IT security is very much in the spotlight at the moment. And, unlike some IT trends, there is no danger that it is merely enjoying its 15 minutes of fame.

Security is an essential part of the IT infrastructure, part of the technology DNA; and the sooner businesses realise this the better.

The importance of security is reflected in the fortunes of the vendors, who are enjoying a boom period.

According to analyst Datamonitor, security software suppliers saw their revenues grow an average of 14 per cent compared with 2002, way ahead of the IT industry average of six per cent.

Security is no longer a simple matter of throwing some antivirus software at your PCs. It's a serious business concern that requires increasing attention at boardroom level.

Organisations looking to protect themselves and their systems must react to, and tackle, a multitude of threats.
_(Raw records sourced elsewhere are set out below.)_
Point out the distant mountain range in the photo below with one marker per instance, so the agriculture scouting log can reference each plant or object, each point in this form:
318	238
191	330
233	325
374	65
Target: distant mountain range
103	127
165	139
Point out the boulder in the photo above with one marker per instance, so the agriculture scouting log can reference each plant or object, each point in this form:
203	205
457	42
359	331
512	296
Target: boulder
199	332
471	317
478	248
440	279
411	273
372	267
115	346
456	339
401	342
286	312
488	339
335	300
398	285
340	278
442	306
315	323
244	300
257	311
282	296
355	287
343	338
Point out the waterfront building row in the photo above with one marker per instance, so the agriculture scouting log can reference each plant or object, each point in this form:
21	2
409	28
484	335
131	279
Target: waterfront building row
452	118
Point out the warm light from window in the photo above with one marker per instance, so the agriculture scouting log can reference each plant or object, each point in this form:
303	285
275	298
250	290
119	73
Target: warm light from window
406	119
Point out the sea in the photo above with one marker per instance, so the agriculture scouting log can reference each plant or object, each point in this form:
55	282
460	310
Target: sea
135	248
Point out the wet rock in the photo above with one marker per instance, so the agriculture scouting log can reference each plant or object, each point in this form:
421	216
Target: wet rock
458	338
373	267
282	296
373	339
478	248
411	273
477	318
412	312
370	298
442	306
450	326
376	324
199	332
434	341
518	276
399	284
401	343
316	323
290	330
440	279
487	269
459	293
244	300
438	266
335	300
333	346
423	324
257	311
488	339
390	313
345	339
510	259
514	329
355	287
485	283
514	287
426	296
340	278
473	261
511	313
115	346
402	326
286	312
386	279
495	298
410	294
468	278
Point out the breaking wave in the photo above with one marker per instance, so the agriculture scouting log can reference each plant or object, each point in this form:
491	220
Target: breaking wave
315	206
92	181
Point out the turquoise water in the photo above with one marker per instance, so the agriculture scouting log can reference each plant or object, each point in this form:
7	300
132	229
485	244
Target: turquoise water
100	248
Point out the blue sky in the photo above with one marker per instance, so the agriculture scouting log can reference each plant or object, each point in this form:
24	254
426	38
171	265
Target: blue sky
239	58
There are of course the 'traditional' virus threats that grew in quantity, severity and sophistication throughout last year. Until now they have been hugely irritating and inconvenient, but while this can cost money and damage reputations, they caused little long-term devastation.

There is no reason to believe this situation will remain the same. Indications suggest that blended threats are becoming more commonplace.

And increasing quantities of spam, combined with new tactics such as phishing, have presented businesses with new challenges and threats.

Add more general issues facing businesses across the globe, such as governance and regulation, and the picture becomes even more confusing.

Companies cannot afford to let their guard down, and must observe best practice processes.

Threats are constantly changing, says John Colley, president and chairman of the International Information Security Standards Certification Consortium and head of information security at the Royal Bank of Scotland, and organisations must keep an eye on what is going on.

But be careful not to veer too far in the opposite direction. "You can never be complacent," Colley warns.

"Assuming that you have a computer team there will be ongoing vigilance. You really do have to rely on these people because just as big a threat is complacency.

"Some airports have security that is so tight it makes it hard to fly. In other airports security is very slack. It's about getting the right balance."

Trends and threats may be changing, but they are not going away.

The sooner businesses realise that security is an inherent part of their IT infrastructure, and something that needs to be addressed as a business issue directed by the board, the better.